Лида успокаивала мать, но видела, что все, на что та сослалась, не то, что-то другое беспокоит ее… «Без сомнения – ревность!» – к такому выводу пришла дочь и, хотя это не входило в ее принципы, все же решила поговорить с отцом. Пусть развеет глупое, скорее всего, напрасное подозрение, возникшее у них… Но разговор все время откладывала…

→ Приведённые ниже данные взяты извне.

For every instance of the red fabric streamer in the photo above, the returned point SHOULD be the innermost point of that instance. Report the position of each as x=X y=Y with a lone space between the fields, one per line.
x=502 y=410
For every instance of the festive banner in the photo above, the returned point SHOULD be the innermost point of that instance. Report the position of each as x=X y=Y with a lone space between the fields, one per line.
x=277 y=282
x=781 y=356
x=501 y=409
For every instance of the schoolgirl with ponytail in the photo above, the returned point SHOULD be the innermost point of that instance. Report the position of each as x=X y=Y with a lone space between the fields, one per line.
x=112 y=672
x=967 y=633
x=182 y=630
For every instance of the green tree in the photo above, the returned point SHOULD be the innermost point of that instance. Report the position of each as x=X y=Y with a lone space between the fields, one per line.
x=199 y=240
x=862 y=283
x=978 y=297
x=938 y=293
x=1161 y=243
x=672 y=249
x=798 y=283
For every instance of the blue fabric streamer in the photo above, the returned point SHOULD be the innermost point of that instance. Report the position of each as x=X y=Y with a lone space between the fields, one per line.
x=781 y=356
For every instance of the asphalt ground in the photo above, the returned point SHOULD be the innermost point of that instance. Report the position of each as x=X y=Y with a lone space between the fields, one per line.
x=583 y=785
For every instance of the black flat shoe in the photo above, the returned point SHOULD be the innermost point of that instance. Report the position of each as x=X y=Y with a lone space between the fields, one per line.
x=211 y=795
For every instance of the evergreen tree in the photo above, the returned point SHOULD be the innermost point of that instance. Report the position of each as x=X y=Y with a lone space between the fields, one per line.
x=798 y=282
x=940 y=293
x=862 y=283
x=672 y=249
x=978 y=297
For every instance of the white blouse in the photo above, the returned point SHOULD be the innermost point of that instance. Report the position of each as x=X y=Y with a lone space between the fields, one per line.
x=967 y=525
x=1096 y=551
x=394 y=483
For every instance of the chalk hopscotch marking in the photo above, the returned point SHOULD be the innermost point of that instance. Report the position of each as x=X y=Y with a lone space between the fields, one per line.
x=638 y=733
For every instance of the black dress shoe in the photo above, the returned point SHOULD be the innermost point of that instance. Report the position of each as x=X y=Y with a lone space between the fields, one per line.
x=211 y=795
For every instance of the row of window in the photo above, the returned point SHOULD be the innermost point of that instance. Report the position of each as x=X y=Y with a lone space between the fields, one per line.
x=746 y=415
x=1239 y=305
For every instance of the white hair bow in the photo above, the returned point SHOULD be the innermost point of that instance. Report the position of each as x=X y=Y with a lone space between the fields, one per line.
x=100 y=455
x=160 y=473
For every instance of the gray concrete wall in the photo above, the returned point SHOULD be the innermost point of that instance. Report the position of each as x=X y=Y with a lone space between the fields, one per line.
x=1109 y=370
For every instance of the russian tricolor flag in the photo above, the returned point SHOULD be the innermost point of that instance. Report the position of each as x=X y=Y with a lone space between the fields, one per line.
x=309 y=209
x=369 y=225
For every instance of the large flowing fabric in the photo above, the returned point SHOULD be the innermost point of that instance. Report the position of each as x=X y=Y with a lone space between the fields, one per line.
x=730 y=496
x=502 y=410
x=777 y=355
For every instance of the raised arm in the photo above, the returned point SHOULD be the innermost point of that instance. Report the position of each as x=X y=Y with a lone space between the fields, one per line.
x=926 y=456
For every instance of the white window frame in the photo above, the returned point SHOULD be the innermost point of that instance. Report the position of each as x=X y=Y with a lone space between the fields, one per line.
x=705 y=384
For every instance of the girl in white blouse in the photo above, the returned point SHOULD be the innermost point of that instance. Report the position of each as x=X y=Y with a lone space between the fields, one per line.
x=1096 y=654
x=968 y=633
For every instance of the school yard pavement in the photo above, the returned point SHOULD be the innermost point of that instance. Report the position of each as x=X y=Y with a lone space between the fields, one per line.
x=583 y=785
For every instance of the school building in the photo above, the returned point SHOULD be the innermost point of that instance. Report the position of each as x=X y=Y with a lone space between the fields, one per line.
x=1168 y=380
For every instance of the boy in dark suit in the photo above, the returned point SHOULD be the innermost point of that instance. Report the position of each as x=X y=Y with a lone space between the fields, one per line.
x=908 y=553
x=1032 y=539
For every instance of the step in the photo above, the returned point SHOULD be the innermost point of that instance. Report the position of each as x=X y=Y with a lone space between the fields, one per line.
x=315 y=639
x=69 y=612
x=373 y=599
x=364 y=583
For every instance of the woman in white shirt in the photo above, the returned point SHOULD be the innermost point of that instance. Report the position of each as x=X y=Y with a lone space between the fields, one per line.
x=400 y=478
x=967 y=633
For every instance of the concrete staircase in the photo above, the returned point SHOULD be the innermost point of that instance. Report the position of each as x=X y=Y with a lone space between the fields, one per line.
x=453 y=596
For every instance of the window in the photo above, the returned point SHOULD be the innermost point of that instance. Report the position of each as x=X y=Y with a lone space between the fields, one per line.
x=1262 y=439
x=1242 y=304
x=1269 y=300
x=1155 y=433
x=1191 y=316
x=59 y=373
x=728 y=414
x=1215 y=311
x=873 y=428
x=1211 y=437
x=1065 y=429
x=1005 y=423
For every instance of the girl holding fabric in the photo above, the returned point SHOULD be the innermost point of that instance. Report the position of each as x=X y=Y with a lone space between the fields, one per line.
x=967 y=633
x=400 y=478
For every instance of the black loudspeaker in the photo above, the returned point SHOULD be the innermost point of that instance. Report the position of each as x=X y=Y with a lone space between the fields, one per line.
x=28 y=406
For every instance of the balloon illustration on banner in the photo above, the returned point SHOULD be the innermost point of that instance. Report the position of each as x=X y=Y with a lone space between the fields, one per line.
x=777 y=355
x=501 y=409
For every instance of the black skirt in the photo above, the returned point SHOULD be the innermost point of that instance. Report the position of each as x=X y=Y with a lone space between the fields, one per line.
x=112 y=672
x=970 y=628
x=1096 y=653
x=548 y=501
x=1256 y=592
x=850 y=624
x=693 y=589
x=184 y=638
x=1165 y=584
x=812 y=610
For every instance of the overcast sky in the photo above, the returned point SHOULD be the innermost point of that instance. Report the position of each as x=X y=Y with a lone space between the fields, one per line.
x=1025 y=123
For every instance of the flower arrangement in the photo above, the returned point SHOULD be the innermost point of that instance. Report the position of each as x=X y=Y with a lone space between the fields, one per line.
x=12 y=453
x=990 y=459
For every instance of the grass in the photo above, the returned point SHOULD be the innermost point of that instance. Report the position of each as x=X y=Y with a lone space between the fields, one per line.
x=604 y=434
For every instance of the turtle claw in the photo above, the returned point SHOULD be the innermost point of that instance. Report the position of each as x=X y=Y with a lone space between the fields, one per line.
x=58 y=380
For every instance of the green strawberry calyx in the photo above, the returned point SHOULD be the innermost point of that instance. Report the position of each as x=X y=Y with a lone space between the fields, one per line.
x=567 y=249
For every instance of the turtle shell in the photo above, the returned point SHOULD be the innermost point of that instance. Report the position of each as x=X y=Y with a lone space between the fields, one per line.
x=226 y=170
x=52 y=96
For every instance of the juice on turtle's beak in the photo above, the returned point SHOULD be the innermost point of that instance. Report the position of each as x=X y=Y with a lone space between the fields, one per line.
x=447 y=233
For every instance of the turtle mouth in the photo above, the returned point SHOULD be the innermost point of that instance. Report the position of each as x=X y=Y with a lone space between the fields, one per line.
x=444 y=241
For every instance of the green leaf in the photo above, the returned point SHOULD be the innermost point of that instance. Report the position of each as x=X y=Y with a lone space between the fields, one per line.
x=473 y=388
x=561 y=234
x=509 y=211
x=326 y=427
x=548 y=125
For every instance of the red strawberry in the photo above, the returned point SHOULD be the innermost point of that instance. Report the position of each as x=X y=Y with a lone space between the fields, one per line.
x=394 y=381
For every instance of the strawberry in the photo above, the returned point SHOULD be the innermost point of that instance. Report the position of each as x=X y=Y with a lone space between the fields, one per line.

Время шло. Каникулы кончились, началась вторая четверть и как будто все забылось. Каждый в их семье был занят своими предметами и классами.
Однажды, решив не тащить домой толстую пачку тетрадей с сочинениями, Лида уселась в подсобке кабинета биологии, любезно предоставленной его хозяйкой, Зоей Сидоровной. В вечерние часы это было, пожалуй, единственным свободным местом в школе, где в половине помещений располагалась школа рабочей молодежи, а в другой шла кружковая работа. Лида углубилась в проверку сочинений. Вокруг стояла полнейшая тишина и ничто ее не отвлекало.
Вдруг раздался топот ног, несколько девчонок, гомоня, словно вихрь ворвались в кабинет биологии:
- Я же говорила, я его оставила не здесь, а скорее всего после математики, когда Циркуль нас быстро выгонял.
- У него сейчас кружок, чего ты там не проверила?
- Проверишь! Класс-то заперт... Он опять с этой Биссектрисой заперся… Жди теперь, пока они свои планы… - тут собеседница расхохоталась - окончат составлять! Ты же слышала, как Биссектриса сказала: «Ребятки, выходите поскорее, нам с Петром Ивановичем надо поработать над планами!» Теперь это планами называется…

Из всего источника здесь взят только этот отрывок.